When Congress, in §102(2)(C) of the National Environmental Policy Act (NEPA), directed federal agencies to prepare an environmental impact statement (EIS) for every environmentally significant major federal action, it could hardly have foreseen the voluminous "detailed statement" that the federal courts would soon require agencies to produce. Modern impact statements have been known to occupy a foot or more of shelf space and cost as much as $100,000 to prepare. Such costs have been justified on the basis of the resulting improvement in agency decisionmaking and in project design. When expensive EISs must be prepared in connection with a private party's application for a federal permit or license to conduct private activities, these studies, preparation of which remains the legal responsibility of the federal agency, begin to resemble federal subsidies to the project sponsor. Recognizing that assessment of the cost of EIS preparation against license applicants works to internalize this expense to the project rather than simply pass it along to the taxpayers, several agencies have begun to require that applicants reimburse them for some of these costs.
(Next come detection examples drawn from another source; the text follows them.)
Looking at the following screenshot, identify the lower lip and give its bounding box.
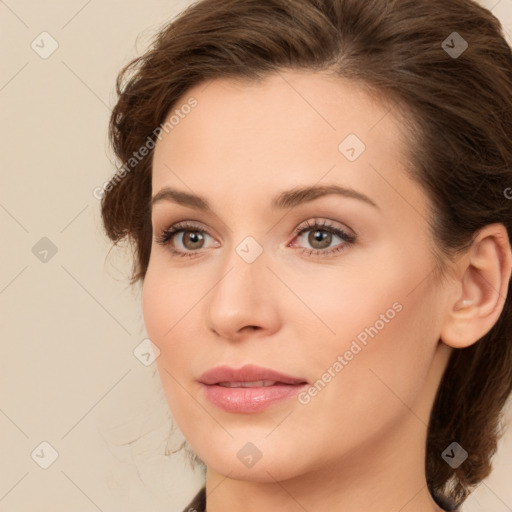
[202,384,307,413]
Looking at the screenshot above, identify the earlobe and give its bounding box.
[441,224,512,348]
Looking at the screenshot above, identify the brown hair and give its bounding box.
[101,0,512,504]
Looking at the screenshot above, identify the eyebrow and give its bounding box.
[150,184,379,211]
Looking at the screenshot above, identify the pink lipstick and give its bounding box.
[199,365,307,413]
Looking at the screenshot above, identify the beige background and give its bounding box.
[0,0,512,512]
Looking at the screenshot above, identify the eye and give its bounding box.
[156,222,218,257]
[156,219,356,257]
[288,219,356,256]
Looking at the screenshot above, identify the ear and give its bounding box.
[441,224,512,348]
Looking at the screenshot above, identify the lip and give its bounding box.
[199,365,308,413]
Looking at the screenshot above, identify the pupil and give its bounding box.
[185,231,202,249]
[309,230,332,249]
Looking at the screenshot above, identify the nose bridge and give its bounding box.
[204,236,277,338]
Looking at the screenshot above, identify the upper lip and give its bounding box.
[199,364,306,385]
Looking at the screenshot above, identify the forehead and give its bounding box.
[153,67,422,218]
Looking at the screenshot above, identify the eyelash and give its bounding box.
[156,219,356,257]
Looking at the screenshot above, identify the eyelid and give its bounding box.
[155,218,357,257]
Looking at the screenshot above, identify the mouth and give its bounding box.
[199,365,308,413]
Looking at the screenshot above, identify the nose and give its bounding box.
[207,245,281,341]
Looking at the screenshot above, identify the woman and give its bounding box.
[102,0,512,512]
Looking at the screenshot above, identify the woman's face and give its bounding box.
[143,72,451,481]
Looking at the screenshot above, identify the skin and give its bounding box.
[143,71,511,512]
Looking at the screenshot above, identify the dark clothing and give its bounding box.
[183,487,459,512]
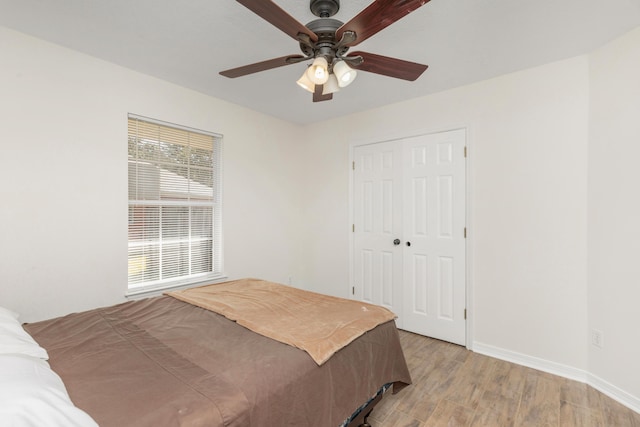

Recently, the first two federal courts of appeals to address the issue held that in certain circumstances agencies may under existing law require reimbursement from licensees for such expenses. While this practice, if widely accepted, may add relatively little in percentage terms to the final cost of major private projects, it may nevertheless in some instances have a significant impact on the sponsor's cost-benefit calculation.